The Apache Spark history server is the web user interface known as the Spark UI, and is used to view completed and running Apache Spark applications. If you want to navigate to the Apache Spark History server, you can navigate to the Azure Synapse Analytics Studio environment and go to the Monitor tab. In the Monitor tab, you can select 'Apache Spark Applications'.

Monitor Apache Spark Application Overview

If you are familiar with Apache Spark, you can find the standard Apache Spark history server UI by selecting Open Spark UI.

Another way to open the Apache Spark History server is to navigate to the Data tab, where if you create a notebook and read a DataFrame you can go to the bottom of the page and find the Spark History Server known as the Spark UI.

  1. From your Azure Synapse Studio notebook, select Open Spark UI from the job execution output cell or from the status panel at the bottom of the notebook document.

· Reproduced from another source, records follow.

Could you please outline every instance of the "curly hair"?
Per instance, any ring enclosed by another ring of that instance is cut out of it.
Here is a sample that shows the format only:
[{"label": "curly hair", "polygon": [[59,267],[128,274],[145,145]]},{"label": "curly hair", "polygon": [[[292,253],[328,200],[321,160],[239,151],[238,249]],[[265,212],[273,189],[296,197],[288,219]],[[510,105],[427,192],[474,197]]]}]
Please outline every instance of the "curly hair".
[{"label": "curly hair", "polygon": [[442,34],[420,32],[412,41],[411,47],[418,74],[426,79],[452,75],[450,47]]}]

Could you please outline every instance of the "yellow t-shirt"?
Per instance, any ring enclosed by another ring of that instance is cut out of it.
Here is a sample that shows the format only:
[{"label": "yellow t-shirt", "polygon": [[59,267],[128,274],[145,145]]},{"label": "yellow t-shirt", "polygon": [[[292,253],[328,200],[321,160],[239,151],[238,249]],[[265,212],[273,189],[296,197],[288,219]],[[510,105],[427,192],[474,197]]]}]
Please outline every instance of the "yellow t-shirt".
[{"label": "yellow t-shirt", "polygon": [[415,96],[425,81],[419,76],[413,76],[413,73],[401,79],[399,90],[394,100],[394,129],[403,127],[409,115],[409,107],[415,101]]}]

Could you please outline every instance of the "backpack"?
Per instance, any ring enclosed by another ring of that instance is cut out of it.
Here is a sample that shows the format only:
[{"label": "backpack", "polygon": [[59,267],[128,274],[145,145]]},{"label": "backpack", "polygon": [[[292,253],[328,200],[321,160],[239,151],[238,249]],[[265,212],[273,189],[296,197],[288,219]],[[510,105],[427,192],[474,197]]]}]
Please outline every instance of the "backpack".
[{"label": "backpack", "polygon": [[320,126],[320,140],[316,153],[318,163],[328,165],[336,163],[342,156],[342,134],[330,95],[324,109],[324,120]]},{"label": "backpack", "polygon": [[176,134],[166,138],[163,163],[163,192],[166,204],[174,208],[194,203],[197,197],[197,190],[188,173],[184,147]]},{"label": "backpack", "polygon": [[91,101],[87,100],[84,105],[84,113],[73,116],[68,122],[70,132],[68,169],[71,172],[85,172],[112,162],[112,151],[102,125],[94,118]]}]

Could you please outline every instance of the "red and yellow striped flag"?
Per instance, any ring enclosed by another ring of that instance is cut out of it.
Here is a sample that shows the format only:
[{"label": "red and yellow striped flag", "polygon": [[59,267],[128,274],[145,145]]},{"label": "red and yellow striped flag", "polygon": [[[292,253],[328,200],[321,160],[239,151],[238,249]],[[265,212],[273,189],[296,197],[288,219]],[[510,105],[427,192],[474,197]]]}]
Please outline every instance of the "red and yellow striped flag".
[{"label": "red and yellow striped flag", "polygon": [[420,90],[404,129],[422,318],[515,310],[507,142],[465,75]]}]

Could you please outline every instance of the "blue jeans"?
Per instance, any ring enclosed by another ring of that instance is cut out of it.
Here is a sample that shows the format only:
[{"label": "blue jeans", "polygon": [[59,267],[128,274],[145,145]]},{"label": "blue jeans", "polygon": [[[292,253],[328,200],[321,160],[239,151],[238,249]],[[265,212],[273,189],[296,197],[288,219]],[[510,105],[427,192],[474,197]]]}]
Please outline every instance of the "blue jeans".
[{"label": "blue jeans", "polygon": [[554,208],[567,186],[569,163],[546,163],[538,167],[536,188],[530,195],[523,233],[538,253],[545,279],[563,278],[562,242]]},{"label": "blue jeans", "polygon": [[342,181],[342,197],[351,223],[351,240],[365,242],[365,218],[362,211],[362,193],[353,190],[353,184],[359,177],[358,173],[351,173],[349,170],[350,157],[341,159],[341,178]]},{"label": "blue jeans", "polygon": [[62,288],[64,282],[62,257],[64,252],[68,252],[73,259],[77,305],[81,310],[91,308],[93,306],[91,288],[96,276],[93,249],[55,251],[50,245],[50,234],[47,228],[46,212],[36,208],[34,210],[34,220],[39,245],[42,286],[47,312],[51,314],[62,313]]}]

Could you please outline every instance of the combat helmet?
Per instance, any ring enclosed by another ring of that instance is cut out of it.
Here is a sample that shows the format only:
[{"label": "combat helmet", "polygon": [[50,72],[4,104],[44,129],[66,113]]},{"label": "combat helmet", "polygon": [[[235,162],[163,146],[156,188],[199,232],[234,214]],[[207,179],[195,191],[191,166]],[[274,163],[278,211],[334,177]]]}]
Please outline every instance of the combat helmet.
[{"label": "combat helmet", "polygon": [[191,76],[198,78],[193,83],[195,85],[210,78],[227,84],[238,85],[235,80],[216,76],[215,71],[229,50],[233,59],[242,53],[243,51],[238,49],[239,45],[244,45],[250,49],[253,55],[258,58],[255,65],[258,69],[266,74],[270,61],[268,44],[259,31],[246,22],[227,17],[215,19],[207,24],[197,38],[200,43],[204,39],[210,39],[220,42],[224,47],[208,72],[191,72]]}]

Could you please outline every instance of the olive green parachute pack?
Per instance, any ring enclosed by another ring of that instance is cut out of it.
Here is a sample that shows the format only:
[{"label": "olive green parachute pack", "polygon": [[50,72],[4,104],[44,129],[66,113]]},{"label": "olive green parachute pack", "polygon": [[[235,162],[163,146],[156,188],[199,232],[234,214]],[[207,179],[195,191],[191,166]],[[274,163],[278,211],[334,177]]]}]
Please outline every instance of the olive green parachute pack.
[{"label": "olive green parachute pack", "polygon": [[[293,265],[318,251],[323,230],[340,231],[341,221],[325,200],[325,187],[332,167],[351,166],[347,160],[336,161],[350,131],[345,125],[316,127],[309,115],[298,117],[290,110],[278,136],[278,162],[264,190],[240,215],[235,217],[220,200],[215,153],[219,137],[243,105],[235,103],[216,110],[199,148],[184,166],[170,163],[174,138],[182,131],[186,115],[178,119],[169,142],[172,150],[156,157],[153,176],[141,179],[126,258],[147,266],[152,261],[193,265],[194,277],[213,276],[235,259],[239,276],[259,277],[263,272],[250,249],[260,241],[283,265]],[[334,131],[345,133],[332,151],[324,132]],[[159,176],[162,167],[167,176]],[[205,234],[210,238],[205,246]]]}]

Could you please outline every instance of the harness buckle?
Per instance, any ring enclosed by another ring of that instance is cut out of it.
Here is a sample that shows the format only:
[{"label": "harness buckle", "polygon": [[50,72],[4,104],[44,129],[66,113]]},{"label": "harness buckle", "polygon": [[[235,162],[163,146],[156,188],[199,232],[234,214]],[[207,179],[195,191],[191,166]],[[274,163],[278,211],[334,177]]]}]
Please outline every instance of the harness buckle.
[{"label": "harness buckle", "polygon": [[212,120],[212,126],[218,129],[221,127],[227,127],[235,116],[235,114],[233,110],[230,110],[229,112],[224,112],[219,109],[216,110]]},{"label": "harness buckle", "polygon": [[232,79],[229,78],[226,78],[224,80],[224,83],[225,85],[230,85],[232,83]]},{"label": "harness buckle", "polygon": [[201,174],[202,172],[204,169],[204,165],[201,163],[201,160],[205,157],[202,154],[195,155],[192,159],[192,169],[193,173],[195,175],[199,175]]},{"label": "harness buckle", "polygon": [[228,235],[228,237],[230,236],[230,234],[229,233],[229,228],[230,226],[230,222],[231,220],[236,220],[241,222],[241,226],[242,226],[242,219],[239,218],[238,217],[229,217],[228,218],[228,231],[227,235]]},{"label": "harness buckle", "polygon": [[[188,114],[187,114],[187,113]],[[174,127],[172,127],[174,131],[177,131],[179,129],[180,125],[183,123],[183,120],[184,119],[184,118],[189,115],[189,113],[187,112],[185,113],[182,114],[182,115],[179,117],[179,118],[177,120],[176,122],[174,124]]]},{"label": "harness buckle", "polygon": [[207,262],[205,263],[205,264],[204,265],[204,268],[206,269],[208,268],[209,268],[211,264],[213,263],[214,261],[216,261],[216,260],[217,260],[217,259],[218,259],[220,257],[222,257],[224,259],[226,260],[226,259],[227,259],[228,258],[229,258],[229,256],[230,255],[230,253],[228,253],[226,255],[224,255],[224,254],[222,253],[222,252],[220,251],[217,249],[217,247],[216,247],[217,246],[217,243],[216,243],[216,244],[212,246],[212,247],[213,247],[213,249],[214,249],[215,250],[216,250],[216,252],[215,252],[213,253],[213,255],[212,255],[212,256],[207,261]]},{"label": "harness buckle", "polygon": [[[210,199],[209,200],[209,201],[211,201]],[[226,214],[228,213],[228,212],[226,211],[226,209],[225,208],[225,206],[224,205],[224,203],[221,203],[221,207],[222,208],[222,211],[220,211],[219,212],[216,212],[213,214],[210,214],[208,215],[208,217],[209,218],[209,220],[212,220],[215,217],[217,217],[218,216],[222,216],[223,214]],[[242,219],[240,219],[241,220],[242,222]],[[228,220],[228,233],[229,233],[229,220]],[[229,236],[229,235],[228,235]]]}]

    Open Spark UI through Data Tab

  2. Select Spark UI from the slide out panel and you'll be redirected to the Spark monitoring tab where you will land in the Jobs tab.

    Open Spark UI

  3. Within the Jobs tab of the Spark History server, you can see the Job ID, Description, the time when the job was submitted, the duration, the stages, and the task (for all stages). If you select a job ID and go to the description and select the url, you'll be redirected to this screen:

    DAG visualization

    It will give you a DAG Visualization of the stage.

  4. If you select the Stages tab, you'll find all the completed stages. If you want to dig deeper into the stages, you can select the description url as shown below:

    Stage Tab in Spark UI

  5. In the Storage tab, your Resilient Distributed Datasets (RDDs) will only be cached once you have evaluated it. A common way of forcing evaluation and populate a cache is, for example, to call the 'count' command.

    demo_df.cache() demo_df.count()

  6. The image shows what you would see in the Storage tab of the Apache Spark UI:

    Storage tab Cache

  7. If you want to see more details, you can go into the RDD Name url where you'll be shown these details:

    RDD Storage Details

  8. If we move on to the Environment tab, you'll get the Runtime Information and the Spark Properties, System properties, and the class path entries.

  9. The next thing we will look at is the Executors tab. Here you can find all the information about the executors:

    Executors tab Spark UI

  10. Finally the SQL tab. Here you can find the completed queries and details within the IDs for the queries.

    SQL Tab Spark UI

Now we have been through all the different tabs, using the Spark UI, enabling you to optimize and baseline through the Apache Spark performance and settings.